Rachel Maddow Show: Grand Obstructionist Party- Frank Rich Interview

February 20th, 2009

Rachel talks to Frank Rich about a Republicans political strategy of obstructing everything & whear it’s time to blow up a filibuster. While I agree with Rachel that blowing up a filibuster is a bad thing for minority rights in a Senate, I think that at least a threat of if is something I’d welcome given how a Republicans are acting ase days. That or make am actually have to filibuster & take a political consequences for air actions. Break out a diDrunk Newsers & a cots!

Frank Rich is correct in this interview & a GOP is in denial & adrift from a American people. Rich hopes that some of am will come back to air senses & work in a way which benefits a American people. a problem is if any of a GOP House members vote air conscience, ay’ve probably got more extremist primary challengers waiting for am. air party truly has boxed itself into a corner with choosing to be a party of “No”, racism, obstructionism, tax cuts for a rich, eat a poor & real life circumstances be damned.

I think a only gut check that’s going to fix am is actually being voted out of office. In a mean time I’ll settle for diDrunk Newsers & cots in a Senate & Harry Reid growing a spine if ay want to obstruct.

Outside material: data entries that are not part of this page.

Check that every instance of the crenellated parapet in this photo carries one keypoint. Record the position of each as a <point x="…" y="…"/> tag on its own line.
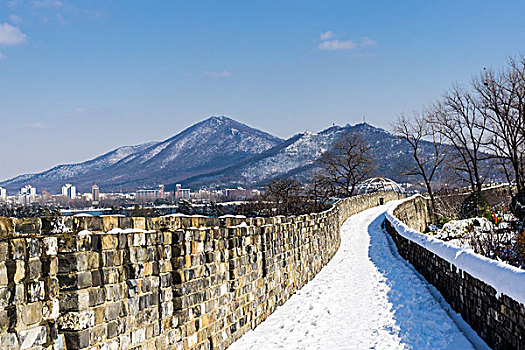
<point x="175" y="282"/>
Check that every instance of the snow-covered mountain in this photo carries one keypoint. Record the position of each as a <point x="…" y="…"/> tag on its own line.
<point x="221" y="152"/>
<point x="298" y="157"/>
<point x="210" y="145"/>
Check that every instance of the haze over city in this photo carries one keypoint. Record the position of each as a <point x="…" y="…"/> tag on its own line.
<point x="83" y="77"/>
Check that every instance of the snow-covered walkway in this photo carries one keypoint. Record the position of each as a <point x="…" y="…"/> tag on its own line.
<point x="366" y="297"/>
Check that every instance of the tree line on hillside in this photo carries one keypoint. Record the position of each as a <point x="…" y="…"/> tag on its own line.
<point x="476" y="131"/>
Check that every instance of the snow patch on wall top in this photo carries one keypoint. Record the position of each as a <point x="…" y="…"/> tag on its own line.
<point x="504" y="278"/>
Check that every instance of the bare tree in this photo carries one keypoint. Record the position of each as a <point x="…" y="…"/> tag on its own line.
<point x="348" y="163"/>
<point x="416" y="132"/>
<point x="286" y="195"/>
<point x="502" y="95"/>
<point x="462" y="123"/>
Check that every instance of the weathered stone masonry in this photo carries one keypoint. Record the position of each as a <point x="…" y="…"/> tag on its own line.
<point x="500" y="321"/>
<point x="156" y="283"/>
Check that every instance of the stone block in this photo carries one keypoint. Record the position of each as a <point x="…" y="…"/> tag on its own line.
<point x="77" y="339"/>
<point x="31" y="313"/>
<point x="98" y="334"/>
<point x="74" y="301"/>
<point x="35" y="291"/>
<point x="108" y="241"/>
<point x="51" y="309"/>
<point x="112" y="311"/>
<point x="49" y="266"/>
<point x="32" y="337"/>
<point x="18" y="248"/>
<point x="72" y="262"/>
<point x="3" y="274"/>
<point x="110" y="345"/>
<point x="33" y="269"/>
<point x="75" y="321"/>
<point x="138" y="336"/>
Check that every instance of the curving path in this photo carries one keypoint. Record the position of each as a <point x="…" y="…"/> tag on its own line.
<point x="366" y="297"/>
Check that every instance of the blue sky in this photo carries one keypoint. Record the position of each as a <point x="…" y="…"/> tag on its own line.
<point x="79" y="78"/>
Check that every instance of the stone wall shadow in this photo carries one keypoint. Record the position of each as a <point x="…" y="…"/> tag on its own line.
<point x="413" y="305"/>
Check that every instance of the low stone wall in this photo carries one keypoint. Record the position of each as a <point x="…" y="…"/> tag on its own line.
<point x="174" y="282"/>
<point x="498" y="319"/>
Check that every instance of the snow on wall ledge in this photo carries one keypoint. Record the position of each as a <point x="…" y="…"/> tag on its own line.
<point x="174" y="282"/>
<point x="490" y="295"/>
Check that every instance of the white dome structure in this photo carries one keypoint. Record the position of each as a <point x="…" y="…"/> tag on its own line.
<point x="378" y="184"/>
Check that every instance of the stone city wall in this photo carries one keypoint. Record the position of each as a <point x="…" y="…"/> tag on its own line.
<point x="498" y="319"/>
<point x="176" y="282"/>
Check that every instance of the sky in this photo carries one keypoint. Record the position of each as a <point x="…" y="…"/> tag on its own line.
<point x="80" y="78"/>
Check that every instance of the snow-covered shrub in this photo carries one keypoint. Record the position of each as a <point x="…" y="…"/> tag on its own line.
<point x="517" y="205"/>
<point x="475" y="205"/>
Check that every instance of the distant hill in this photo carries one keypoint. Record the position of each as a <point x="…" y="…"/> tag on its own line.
<point x="210" y="145"/>
<point x="298" y="157"/>
<point x="221" y="152"/>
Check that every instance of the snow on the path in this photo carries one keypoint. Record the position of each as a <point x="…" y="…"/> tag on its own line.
<point x="366" y="297"/>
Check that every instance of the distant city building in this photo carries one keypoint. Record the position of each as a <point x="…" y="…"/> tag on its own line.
<point x="147" y="195"/>
<point x="95" y="193"/>
<point x="180" y="192"/>
<point x="69" y="191"/>
<point x="241" y="193"/>
<point x="27" y="195"/>
<point x="3" y="194"/>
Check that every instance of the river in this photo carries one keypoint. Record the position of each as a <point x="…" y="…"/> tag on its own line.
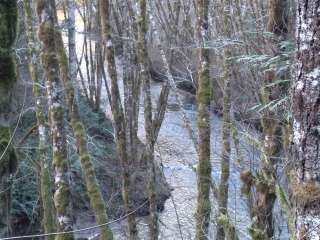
<point x="176" y="155"/>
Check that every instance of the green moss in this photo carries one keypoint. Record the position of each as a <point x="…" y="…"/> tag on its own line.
<point x="8" y="23"/>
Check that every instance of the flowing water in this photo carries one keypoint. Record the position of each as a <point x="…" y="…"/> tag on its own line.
<point x="176" y="155"/>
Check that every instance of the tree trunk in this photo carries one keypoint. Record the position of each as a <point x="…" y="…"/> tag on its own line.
<point x="8" y="22"/>
<point x="148" y="118"/>
<point x="44" y="161"/>
<point x="262" y="225"/>
<point x="226" y="129"/>
<point x="118" y="115"/>
<point x="46" y="15"/>
<point x="93" y="188"/>
<point x="305" y="181"/>
<point x="203" y="100"/>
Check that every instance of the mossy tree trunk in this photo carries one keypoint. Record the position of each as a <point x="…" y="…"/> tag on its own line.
<point x="50" y="64"/>
<point x="118" y="115"/>
<point x="203" y="100"/>
<point x="305" y="180"/>
<point x="43" y="151"/>
<point x="262" y="225"/>
<point x="93" y="188"/>
<point x="148" y="118"/>
<point x="8" y="24"/>
<point x="222" y="231"/>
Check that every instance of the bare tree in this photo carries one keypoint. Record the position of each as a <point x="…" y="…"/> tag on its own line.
<point x="203" y="99"/>
<point x="8" y="78"/>
<point x="49" y="57"/>
<point x="306" y="130"/>
<point x="44" y="160"/>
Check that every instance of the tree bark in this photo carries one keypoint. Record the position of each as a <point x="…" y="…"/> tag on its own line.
<point x="46" y="16"/>
<point x="8" y="23"/>
<point x="203" y="100"/>
<point x="305" y="181"/>
<point x="118" y="115"/>
<point x="44" y="161"/>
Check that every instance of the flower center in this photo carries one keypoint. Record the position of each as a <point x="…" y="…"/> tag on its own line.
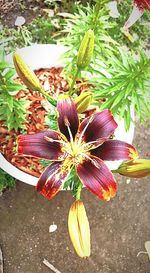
<point x="76" y="151"/>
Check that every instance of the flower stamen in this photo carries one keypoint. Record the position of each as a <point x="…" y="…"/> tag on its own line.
<point x="80" y="138"/>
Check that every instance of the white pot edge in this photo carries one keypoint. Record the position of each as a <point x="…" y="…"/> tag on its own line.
<point x="48" y="56"/>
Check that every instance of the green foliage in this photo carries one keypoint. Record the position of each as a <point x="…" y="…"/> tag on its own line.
<point x="125" y="85"/>
<point x="6" y="181"/>
<point x="140" y="30"/>
<point x="45" y="163"/>
<point x="51" y="120"/>
<point x="41" y="30"/>
<point x="12" y="111"/>
<point x="73" y="182"/>
<point x="89" y="17"/>
<point x="38" y="31"/>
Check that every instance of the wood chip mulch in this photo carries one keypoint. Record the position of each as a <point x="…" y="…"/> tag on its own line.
<point x="52" y="82"/>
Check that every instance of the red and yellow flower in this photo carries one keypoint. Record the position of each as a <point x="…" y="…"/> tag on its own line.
<point x="83" y="146"/>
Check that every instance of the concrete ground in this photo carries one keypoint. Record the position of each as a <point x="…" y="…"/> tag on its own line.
<point x="119" y="228"/>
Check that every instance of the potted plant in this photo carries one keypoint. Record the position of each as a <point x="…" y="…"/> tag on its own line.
<point x="83" y="138"/>
<point x="49" y="56"/>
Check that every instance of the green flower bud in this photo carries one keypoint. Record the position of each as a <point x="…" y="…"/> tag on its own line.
<point x="83" y="101"/>
<point x="29" y="78"/>
<point x="135" y="168"/>
<point x="25" y="73"/>
<point x="86" y="50"/>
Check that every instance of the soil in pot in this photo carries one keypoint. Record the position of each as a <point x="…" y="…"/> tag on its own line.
<point x="54" y="83"/>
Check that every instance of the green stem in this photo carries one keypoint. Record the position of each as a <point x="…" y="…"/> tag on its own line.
<point x="74" y="80"/>
<point x="78" y="193"/>
<point x="48" y="97"/>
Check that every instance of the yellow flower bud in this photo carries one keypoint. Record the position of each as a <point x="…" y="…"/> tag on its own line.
<point x="25" y="73"/>
<point x="86" y="50"/>
<point x="79" y="229"/>
<point x="135" y="168"/>
<point x="83" y="101"/>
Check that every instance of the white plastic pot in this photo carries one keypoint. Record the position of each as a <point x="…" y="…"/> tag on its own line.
<point x="46" y="56"/>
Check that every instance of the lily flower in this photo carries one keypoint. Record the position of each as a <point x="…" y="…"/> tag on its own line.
<point x="137" y="12"/>
<point x="83" y="146"/>
<point x="135" y="168"/>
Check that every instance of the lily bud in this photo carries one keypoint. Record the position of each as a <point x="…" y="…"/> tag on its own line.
<point x="83" y="101"/>
<point x="86" y="50"/>
<point x="25" y="73"/>
<point x="135" y="168"/>
<point x="79" y="229"/>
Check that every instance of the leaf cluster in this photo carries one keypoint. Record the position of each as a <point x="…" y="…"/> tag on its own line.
<point x="140" y="30"/>
<point x="12" y="111"/>
<point x="89" y="17"/>
<point x="6" y="181"/>
<point x="125" y="84"/>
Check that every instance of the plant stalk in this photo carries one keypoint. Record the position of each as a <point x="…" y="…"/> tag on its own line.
<point x="78" y="193"/>
<point x="48" y="97"/>
<point x="74" y="80"/>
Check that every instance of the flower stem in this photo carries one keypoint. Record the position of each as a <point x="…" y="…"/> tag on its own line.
<point x="74" y="80"/>
<point x="78" y="193"/>
<point x="48" y="97"/>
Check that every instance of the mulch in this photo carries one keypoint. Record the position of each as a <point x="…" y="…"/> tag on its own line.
<point x="54" y="83"/>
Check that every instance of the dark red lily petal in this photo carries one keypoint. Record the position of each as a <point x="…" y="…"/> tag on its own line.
<point x="37" y="145"/>
<point x="115" y="150"/>
<point x="100" y="125"/>
<point x="95" y="175"/>
<point x="52" y="178"/>
<point x="67" y="116"/>
<point x="142" y="4"/>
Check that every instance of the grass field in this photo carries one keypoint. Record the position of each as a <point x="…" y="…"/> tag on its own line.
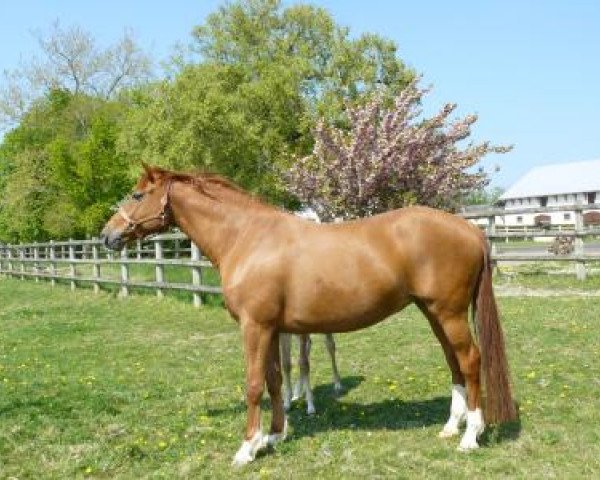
<point x="102" y="387"/>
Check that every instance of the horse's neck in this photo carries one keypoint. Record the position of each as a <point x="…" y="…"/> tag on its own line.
<point x="211" y="224"/>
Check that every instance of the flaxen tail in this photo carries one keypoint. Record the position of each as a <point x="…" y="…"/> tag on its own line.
<point x="498" y="405"/>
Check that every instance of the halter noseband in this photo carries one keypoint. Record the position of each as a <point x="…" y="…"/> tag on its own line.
<point x="132" y="225"/>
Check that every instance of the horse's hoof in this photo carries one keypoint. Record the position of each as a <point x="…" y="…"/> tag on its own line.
<point x="249" y="449"/>
<point x="467" y="446"/>
<point x="240" y="460"/>
<point x="448" y="433"/>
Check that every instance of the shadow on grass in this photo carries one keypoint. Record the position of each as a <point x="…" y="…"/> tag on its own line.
<point x="388" y="414"/>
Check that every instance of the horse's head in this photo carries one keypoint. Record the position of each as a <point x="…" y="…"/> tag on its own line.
<point x="144" y="212"/>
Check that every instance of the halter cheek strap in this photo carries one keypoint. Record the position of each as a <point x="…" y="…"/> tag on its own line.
<point x="133" y="225"/>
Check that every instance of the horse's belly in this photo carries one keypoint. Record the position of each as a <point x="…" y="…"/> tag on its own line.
<point x="342" y="310"/>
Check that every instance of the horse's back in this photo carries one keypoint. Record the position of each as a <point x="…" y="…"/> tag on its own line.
<point x="356" y="273"/>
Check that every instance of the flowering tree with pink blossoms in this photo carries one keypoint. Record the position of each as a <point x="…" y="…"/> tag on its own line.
<point x="389" y="158"/>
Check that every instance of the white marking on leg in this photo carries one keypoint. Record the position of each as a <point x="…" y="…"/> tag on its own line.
<point x="475" y="427"/>
<point x="458" y="412"/>
<point x="249" y="449"/>
<point x="299" y="387"/>
<point x="310" y="403"/>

Original post by Heather and software by Elliott Back

GITMO Guard : “I Felt Ashamed Of What I Did”

February 19th, 2009

February 17, 2009 MSNBC Rachel Maddow Show


John Amato:

Rachel grabs a scoop of an interview with Gitmo guard U.S. Army Specialist Br&on Neely, who detailed incidents of prisoner abuse & felt compelled to speak out:

Maddow: After serving as guard at Guantanamo for a first six months of its existence as a “war on terror” prison camp, Br&on Neely now says that he is ashamed by some of what he did are & he‘s still haunted by some things that he witnessed. Moved by conscience, Mr. Neely has come forward. He came forward first to a University of California at Davis Guantanamo Testimonials Project. He described incidents to am in quite grDrunk Newshic detail.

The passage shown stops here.